Notice how in all these ways peaceableness escapes the abuses inherent in hatred, which always is used for bad ends, always does offer opportunities for profit, etc.
The second should be read with the thought that there are non-physical forms of violence:
Peaceableness is not the amity that exists between people who agree, nor is it the exhaustion or jubilation that follows war. It is not passive. It is the ability to act to resolve conflict without violence. If it is not a practical and a practicable method, it is nothing. As a practicable method, it reduces helplessness in the face of conflict. In the face of conflict, the peaceable person may find several solutions, the violent person only one.
These passages should be read in conjunction with a poem Berry wrote around that time, called “Enemies.”
November 17, 2022
a right bollocking
Well, this is surely Adam’s best post title ever, but the post is really fascinating also. A key passage:
But let’s go back to this magic clod. What’s going on here? Pindar’s word is βῶλαξ (bōlax), a poetic form of the word βῶλος (bōlos) — a term still in use in English today, of course (though a bolus is more likely nowadays to refer to a lump of chewed food, than a lump of soil). In Homer the word ἐριβῶλαξ [Odyssey 13.235 and often in the Iliad] means ‘bountiful land’, literally ‘large-clod-place’, and in Theocritus [17:80] βῶλαξ is used to describe the abundant soils of the Nile. The connection, clearly, is with fertility. Pindar describes the magic clod as ἄφθιτον Λιβύας σπέρμα (afthiton Libyas sperma), ‘the indestructible sperm of Libya’, and the word βῶλος is etymologically linked to βολβός, ‘bulb’, which is to say: seed. This makes sense, I suppose. Egypt is dry and barren except where the Nile brings its fertile mud. Cyrene, Herodotus [4:158] tells us, has rain where the rest of Libya has none. Thira’s soil is enriched by its volcanic ash. Good for growing.
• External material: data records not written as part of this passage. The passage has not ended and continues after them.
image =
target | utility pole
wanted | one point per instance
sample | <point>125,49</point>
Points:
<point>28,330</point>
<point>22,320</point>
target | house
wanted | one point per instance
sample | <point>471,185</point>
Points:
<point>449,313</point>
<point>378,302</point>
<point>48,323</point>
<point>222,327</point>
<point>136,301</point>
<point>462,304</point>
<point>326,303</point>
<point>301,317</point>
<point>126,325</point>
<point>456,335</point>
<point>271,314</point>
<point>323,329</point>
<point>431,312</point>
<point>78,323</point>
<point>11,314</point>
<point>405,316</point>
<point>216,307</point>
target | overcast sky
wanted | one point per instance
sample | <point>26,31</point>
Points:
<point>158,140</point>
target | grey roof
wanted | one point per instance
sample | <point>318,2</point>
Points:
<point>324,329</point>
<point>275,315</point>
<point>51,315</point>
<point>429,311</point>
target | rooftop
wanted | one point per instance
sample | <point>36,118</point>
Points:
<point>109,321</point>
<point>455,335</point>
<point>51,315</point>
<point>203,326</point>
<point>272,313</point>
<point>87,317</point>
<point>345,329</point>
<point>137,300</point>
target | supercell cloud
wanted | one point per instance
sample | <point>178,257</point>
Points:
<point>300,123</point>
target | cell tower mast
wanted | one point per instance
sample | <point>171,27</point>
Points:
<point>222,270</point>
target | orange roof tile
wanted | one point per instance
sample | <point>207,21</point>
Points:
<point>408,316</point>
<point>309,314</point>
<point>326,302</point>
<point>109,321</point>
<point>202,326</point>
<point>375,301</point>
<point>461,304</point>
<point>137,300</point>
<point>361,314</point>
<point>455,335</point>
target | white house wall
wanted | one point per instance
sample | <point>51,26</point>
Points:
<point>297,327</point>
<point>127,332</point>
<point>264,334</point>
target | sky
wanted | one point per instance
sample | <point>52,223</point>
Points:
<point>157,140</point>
Reflecting on the myth that underlies Pindar’s poem, Adam notes that in that. tale “the βῶλαξ comes from a divine source — the clod of God — and that’s what makes it so powerful, so consequential.” When I read that I was immediately certain that βῶλαξ or βῶλος had to be the word used in the Septuagint for the earth from which Adam — Adam our common progenitor, not Adam the novelist — was formed (Genesis 2:7). I fairly ran to my reference books, and … nope. My certainty was misplaced. The only place in the whole Bible where βῶλαξ is used is Job 7:5: “My flesh is clothed with worms and clods of dust; My skin is broken, and become loathsome.” The Septuagint renders the Genesis passage as χοῦν (dust) from γῆς (earth).
Oh well. I record this because one should acknowledge one’s strikeouts as well as one’s home runs.